“Big government makes people happy, ‘free markets’ don’t,” or so argues a study, widely publicized by The Huffington Post. This study—published in 2010, but rediscovered a few weeks before the election—claims to show that capitalism and freedom make people miserable, while high taxes and big government programs brighten everyone’s day.
Dating from 2010, the study—“Assessing the Impact of the Size and Scope of Government on Human Well-Being,” by professors at Baylor, Texas A&M, and Notre Dame—proves anything but new, as it merely expands on an earlier study from 2001. Both use credible data combined in rather disquieting ways to “prove” a correlation between big government welfare states and self-reported happiness.
As with any “scientific” endeavor this controversial, the results should be taken with a grain of salt.

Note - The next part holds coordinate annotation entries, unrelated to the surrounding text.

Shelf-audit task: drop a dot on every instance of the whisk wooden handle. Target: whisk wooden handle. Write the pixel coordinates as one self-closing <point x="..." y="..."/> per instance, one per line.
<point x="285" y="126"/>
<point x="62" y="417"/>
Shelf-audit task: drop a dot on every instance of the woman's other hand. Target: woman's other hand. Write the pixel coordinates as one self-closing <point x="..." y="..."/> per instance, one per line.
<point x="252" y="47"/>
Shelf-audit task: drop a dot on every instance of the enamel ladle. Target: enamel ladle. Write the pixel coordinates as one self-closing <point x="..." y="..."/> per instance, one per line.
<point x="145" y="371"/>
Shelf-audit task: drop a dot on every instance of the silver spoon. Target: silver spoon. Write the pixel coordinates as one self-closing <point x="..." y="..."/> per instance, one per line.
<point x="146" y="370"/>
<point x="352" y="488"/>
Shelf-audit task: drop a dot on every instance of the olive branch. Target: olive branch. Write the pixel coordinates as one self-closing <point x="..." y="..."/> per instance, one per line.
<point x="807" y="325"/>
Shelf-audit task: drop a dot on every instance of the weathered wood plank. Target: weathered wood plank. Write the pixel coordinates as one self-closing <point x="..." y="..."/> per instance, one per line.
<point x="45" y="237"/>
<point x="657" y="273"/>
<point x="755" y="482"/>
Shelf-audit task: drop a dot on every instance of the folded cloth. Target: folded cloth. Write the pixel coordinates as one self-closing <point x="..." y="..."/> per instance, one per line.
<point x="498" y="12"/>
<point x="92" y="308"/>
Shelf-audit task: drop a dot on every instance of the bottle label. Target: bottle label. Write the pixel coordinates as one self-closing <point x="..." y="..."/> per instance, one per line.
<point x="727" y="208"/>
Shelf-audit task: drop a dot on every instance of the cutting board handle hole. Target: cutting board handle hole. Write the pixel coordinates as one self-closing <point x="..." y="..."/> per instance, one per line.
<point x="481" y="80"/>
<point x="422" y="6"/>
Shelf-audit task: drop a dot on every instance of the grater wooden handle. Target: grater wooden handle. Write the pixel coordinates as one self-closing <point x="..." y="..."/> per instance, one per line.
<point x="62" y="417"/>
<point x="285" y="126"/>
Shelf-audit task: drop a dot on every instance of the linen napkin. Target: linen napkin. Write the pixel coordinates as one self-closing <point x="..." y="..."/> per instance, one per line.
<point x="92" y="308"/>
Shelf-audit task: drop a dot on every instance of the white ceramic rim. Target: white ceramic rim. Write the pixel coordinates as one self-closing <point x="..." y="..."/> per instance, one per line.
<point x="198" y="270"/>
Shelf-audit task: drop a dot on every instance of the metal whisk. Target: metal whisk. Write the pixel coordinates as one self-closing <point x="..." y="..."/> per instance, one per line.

The study includes many questionable elements: a selection of wealthy countries, the omission of an important variable that skews the data, and an unclear presentation of the methods used—merely listing numbers of correlation rather than presenting clear comparisons in their charts.
The study only includes wealthy, “first world” countries—Australia, Austria, Belgium, Canada, Denmark, Finland, France, Germany, Great Britain, Greece, Iceland, Ireland, Italy, Japan, the Netherlands, Norway, Portugal, Spain, Sweden, Switzerland, and the United States.
Most of these countries have gained great wealth due to free markets in the past, but many have recently elected to leave capitalism behind. Countries like Greece and Spain have been sheltered from the fallout of big government by bailouts from more productive countries in the EU like Germany, and the Scandinavian countries—Norway, Sweden, Finland, and Denmark—are well known for having big governments and happy populations.
While the study claims to take into account other potential causes for happiness, such as health, church attendance, employment, marriage, and income, among others, it merely presents numbers showing correlation between large government spending and self-reported happiness. When other variables are taken into consideration, the correlation becomes fuzzier.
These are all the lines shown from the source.